The crackdown has led to the confiscation of over 100 counterfeit disks and numerous computers running pirated versions of Windows, with suspects due to appear in the Specialised Commercial Crimes Court for dealing in counterfeit goods. Penalties of up to ZAR5,000 (US$460) or six months imprisonment can be awarded per disk.
Last week, Guo Liaxuang was sentenced to correctional supervision for two years, which includes six months of house arrest, for software piracy.
“Microsoft is determined to protect our intellectual property as well as our customer and partner ecosystem from the threat and losses associated with software piracy. Our goal is to reduce those incidents in which customers end up buying PCs with unlicensed copies of Microsoft software and create a fair playing field for all partners,” said Marius Haman, DCU lead for the Sub-Saharan Africa region.

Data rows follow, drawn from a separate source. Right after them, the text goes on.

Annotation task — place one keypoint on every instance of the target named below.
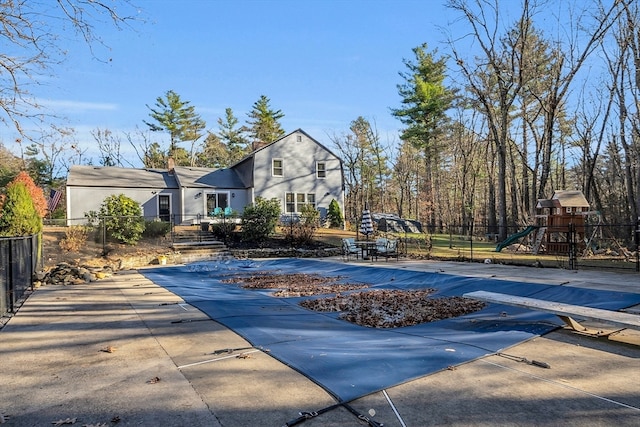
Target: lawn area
(451, 247)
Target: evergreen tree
(232, 136)
(263, 125)
(425, 98)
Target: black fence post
(637, 239)
(572, 247)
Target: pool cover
(351, 361)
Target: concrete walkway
(123, 351)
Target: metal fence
(20, 258)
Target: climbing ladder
(536, 245)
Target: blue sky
(323, 63)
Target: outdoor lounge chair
(349, 248)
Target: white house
(295, 169)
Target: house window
(295, 201)
(290, 205)
(216, 200)
(321, 170)
(164, 207)
(277, 169)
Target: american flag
(54, 199)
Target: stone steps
(196, 245)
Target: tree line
(520, 106)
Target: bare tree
(108, 146)
(30, 31)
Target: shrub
(122, 218)
(75, 237)
(334, 215)
(18, 215)
(259, 220)
(153, 229)
(223, 230)
(37, 194)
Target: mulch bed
(379, 308)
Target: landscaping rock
(67, 274)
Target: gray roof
(108, 176)
(206, 177)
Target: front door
(164, 207)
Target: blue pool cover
(351, 361)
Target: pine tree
(263, 125)
(178, 118)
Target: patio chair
(349, 248)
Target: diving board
(564, 311)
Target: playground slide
(509, 240)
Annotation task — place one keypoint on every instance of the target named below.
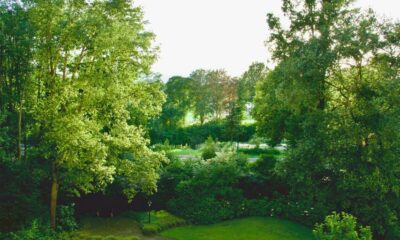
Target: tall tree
(201, 94)
(326, 96)
(256, 72)
(88, 57)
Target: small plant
(341, 227)
(66, 218)
(209, 149)
(160, 221)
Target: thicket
(198, 134)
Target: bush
(210, 194)
(35, 231)
(341, 226)
(160, 221)
(209, 149)
(66, 218)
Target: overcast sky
(215, 34)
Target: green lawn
(118, 228)
(255, 228)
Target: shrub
(209, 149)
(35, 231)
(341, 226)
(211, 195)
(66, 218)
(160, 221)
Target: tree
(328, 96)
(88, 58)
(256, 72)
(201, 95)
(179, 101)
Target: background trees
(326, 97)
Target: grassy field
(117, 228)
(243, 229)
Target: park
(115, 126)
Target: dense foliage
(341, 226)
(197, 134)
(334, 95)
(71, 99)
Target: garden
(95, 144)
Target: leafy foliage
(341, 226)
(209, 149)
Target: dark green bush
(209, 149)
(66, 218)
(210, 194)
(37, 230)
(160, 221)
(341, 226)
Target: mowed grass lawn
(255, 228)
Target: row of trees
(209, 94)
(335, 96)
(71, 101)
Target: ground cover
(254, 228)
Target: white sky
(215, 34)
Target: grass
(117, 228)
(254, 228)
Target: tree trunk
(19, 141)
(53, 198)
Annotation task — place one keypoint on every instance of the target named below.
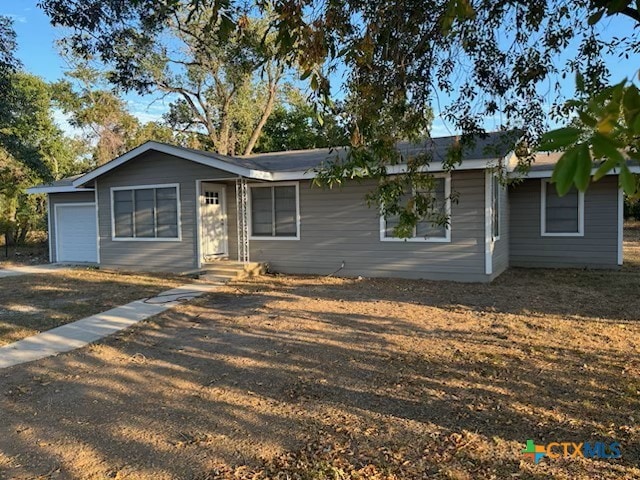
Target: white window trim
(447, 234)
(544, 182)
(146, 239)
(250, 209)
(494, 181)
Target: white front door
(213, 221)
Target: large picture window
(561, 216)
(274, 211)
(425, 230)
(146, 213)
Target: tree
(488, 57)
(8, 61)
(33, 149)
(97, 111)
(223, 82)
(295, 125)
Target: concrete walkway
(29, 269)
(82, 332)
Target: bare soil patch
(316, 378)
(33, 303)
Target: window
(274, 211)
(561, 216)
(211, 198)
(425, 230)
(495, 207)
(145, 213)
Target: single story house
(166, 208)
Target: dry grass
(33, 303)
(30, 254)
(323, 378)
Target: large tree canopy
(468, 60)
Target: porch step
(224, 271)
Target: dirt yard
(33, 303)
(323, 378)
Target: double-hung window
(425, 230)
(561, 216)
(146, 213)
(274, 211)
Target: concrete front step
(225, 271)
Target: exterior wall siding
(596, 249)
(150, 169)
(57, 198)
(337, 226)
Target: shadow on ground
(415, 378)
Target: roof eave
(175, 151)
(62, 189)
(547, 173)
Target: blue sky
(38, 53)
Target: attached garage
(73, 236)
(76, 232)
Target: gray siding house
(166, 208)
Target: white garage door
(76, 233)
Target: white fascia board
(177, 152)
(549, 173)
(392, 169)
(65, 189)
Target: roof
(59, 186)
(299, 164)
(545, 162)
(493, 146)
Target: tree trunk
(268, 108)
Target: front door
(213, 221)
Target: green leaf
(631, 104)
(560, 138)
(583, 167)
(627, 180)
(604, 146)
(636, 126)
(565, 170)
(595, 18)
(608, 165)
(579, 82)
(587, 119)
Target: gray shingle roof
(64, 182)
(494, 145)
(546, 161)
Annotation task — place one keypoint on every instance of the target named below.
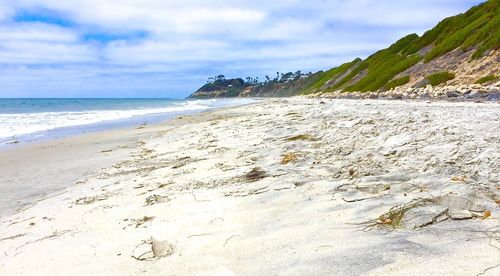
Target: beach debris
(422, 216)
(153, 199)
(302, 137)
(139, 222)
(13, 237)
(486, 214)
(92, 199)
(152, 249)
(289, 157)
(461, 178)
(415, 214)
(460, 215)
(255, 174)
(181, 162)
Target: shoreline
(290, 185)
(98, 142)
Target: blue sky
(161, 48)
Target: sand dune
(282, 187)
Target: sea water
(25, 120)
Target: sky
(168, 49)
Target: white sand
(182, 202)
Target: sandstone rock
(460, 215)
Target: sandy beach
(291, 186)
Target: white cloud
(185, 41)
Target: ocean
(27, 120)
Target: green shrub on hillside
(485, 79)
(397, 82)
(441, 77)
(334, 72)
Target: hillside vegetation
(475, 33)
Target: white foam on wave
(12, 125)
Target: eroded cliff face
(461, 50)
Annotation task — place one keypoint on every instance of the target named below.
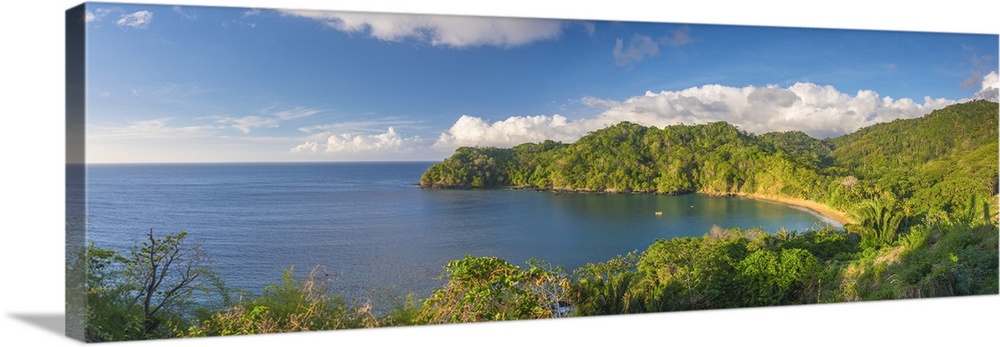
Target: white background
(32, 132)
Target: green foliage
(879, 220)
(143, 293)
(606, 288)
(922, 192)
(490, 289)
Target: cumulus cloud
(989, 88)
(639, 48)
(820, 111)
(139, 19)
(448, 31)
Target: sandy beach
(820, 208)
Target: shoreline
(819, 208)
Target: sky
(224, 84)
(33, 183)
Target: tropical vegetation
(921, 193)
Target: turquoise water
(371, 227)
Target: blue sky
(208, 84)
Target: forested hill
(952, 151)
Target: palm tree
(879, 219)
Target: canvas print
(239, 171)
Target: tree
(491, 289)
(162, 274)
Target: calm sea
(371, 227)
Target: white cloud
(820, 111)
(139, 19)
(245, 124)
(449, 31)
(181, 12)
(310, 146)
(97, 15)
(677, 37)
(639, 48)
(388, 142)
(297, 112)
(158, 128)
(989, 88)
(472, 131)
(364, 126)
(270, 119)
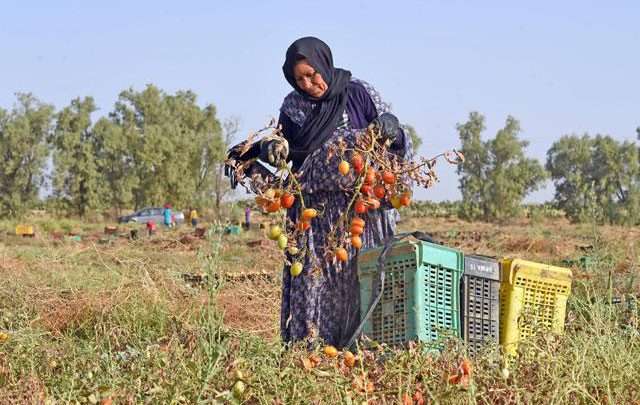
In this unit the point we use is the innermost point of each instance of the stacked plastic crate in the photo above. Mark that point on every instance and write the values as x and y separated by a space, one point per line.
533 300
431 292
480 302
420 297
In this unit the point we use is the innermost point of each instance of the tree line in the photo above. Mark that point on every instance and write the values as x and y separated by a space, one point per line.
596 177
154 147
151 148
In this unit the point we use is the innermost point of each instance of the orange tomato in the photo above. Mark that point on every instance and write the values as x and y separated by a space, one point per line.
356 230
405 200
357 162
356 242
366 189
330 351
388 177
342 255
373 203
370 177
466 367
273 206
308 214
395 201
343 168
360 207
287 200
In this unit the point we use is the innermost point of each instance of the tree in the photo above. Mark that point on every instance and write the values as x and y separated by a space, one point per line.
76 179
173 145
114 158
415 138
496 175
473 171
23 153
596 178
221 183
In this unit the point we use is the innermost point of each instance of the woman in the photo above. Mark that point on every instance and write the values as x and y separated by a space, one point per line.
323 301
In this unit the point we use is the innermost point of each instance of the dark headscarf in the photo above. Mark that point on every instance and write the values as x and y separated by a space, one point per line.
323 120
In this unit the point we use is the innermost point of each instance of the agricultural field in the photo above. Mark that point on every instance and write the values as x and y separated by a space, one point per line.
174 318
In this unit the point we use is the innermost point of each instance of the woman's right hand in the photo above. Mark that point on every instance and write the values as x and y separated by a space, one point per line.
233 159
274 151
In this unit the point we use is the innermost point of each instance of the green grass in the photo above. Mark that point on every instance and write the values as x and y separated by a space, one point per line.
90 322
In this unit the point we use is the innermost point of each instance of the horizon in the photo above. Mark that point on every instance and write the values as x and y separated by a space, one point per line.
557 68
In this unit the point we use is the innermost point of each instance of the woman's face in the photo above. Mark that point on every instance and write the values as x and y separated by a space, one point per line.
309 81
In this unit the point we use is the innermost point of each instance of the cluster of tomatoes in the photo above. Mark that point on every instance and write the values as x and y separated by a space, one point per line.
372 187
377 186
273 201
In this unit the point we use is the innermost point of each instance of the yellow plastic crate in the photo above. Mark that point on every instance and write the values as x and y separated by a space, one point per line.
533 300
25 230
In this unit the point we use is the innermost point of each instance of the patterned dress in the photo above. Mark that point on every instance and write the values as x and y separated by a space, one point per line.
323 301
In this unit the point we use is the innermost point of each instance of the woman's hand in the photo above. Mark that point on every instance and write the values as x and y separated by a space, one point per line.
386 126
232 160
274 151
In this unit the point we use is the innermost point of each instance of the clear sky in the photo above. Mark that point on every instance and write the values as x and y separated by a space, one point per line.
557 66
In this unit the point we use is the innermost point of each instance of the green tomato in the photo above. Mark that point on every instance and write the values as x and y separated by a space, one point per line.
274 232
238 389
296 269
282 241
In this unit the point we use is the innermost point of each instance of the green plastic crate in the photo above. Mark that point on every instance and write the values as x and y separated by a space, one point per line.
421 296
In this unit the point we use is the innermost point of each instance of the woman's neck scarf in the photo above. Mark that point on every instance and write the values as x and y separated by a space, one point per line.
323 120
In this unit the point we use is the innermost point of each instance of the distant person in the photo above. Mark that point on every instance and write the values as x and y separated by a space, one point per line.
247 218
168 217
151 227
193 217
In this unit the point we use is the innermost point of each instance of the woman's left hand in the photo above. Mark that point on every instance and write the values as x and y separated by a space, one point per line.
386 126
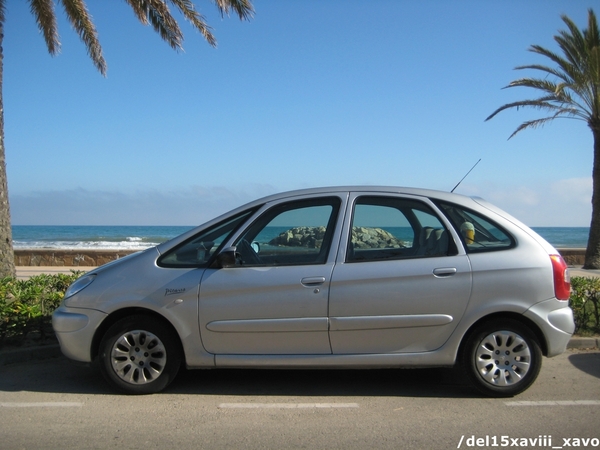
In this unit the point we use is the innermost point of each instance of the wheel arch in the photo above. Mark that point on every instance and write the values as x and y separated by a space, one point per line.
531 325
126 312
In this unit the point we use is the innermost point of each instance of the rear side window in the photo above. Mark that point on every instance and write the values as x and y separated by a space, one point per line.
386 228
478 233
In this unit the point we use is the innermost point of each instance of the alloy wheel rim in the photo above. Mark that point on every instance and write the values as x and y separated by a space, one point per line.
502 358
138 357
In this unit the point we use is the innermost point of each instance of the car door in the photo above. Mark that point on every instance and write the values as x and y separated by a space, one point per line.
274 301
402 284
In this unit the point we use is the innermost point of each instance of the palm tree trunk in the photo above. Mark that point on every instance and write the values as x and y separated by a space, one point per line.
7 257
592 253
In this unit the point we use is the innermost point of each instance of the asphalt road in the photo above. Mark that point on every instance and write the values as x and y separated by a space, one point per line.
54 404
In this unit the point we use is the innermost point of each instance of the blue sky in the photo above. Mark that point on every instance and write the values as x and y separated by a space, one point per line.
308 93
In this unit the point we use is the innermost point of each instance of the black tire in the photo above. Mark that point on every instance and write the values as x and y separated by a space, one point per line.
501 358
139 355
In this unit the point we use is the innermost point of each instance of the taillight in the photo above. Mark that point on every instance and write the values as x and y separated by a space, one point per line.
562 279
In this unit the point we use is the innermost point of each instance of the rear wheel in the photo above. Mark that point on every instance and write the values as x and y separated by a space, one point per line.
139 355
502 358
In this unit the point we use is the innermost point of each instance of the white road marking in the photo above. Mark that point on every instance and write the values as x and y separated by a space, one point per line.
286 405
40 404
556 403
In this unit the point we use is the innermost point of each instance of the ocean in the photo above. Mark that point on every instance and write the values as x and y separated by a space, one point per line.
141 237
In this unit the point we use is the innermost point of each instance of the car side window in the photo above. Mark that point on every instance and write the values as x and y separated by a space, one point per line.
196 252
479 234
290 234
390 228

“Often cybercriminals exploit the vulnerabilities in counterfeit software through malware and spyware, which exposes consumers and businesses alike, to identity theft and/or cyber-attacks.”
HumanIPO reported last year Microsoft Kenya had entered into an agreement with the Kenya Copyright Board (KECOBO) to work together in a bid to fight software piracy in the country.
The company has also appealed to governments, industry and customers to increase consumer education about the significance of avoiding counterfeit products.